Publication: Monitor Volume: 6 Issue: 192

The National Bank of Belarus recently announced the unification of exchange rates of the Belarusan ruble, signaling progress in the effort to reform the nation’s economy (Reuters, September 13). Unifying exchange rates is a key component of both World Bank and IMF lending programs, and Belarus has now begun to discuss specific projects with the World Bank in energy, health care and other social issues. The move is also seen as a step toward economic reintegration with Russia, one of President Alyaksandr Lukashenka’s declared aims. The ruble rate was established on the basis of free market trading which occurred the following day, September 14. Restrictions on the purchase of hard currency were removed at the same time. Liberalization of the currency exchange market, in conjunction with tighter monetary policy, is designed to not only strengthen the ruble, but also draw more hard currency into the country, as well as raise inflows of foreign direct investment. As Belarus has been slow to adopt market reforms, the news was received positively by international lending organizations and commercial banks, as the country is now in a better position to address some of the structural flaws in its industrial and agricultural sectors. Such actions are seen as increasingly necessary in Belarus, which has experienced declining GDP growth since 1997. The Lukashenka regime is reluctant to hasten the pace of privatization, yet the central bank recognizes the need to tighten monetary and fiscal policies in order to achieve macroeconomic stabilization.
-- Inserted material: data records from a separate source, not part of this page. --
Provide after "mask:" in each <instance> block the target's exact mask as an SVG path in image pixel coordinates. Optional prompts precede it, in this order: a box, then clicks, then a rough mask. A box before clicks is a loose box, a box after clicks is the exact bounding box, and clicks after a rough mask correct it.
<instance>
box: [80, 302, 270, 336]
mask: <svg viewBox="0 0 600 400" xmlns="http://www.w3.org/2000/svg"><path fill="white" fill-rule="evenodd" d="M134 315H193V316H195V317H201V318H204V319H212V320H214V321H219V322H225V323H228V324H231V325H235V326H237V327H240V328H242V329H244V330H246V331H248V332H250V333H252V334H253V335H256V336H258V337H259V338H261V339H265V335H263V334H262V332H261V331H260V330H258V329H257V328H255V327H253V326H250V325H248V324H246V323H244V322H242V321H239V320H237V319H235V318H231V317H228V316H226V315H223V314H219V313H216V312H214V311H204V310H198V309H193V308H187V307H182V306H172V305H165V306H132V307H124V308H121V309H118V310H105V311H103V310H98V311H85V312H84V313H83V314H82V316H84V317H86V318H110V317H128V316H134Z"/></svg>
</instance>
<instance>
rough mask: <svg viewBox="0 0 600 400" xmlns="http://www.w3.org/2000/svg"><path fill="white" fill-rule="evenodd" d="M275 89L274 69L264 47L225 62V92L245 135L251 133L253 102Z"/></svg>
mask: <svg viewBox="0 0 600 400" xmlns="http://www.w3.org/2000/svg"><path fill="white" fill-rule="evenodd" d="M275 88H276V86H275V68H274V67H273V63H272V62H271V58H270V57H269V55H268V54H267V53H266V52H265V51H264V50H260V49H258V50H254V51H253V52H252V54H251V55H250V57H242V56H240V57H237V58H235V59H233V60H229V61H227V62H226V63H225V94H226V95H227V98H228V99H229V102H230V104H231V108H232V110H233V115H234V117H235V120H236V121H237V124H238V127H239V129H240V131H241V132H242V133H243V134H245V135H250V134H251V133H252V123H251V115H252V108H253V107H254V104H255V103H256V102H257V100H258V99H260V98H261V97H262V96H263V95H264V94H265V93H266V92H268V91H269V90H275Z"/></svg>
The central bank’s goal is to move to a crawling peg exchange rate by the end of the year, with the ruble pegged to either the US dollar or the Russian ruble. Part of this goal is to bring foreign exchange reserves up to US$500 million. Hard currency reserves stood at only US$99.5 million in August 2000. Belarus hopes to make up the difference through loans of up to US$400 million from both the IMF and Russia.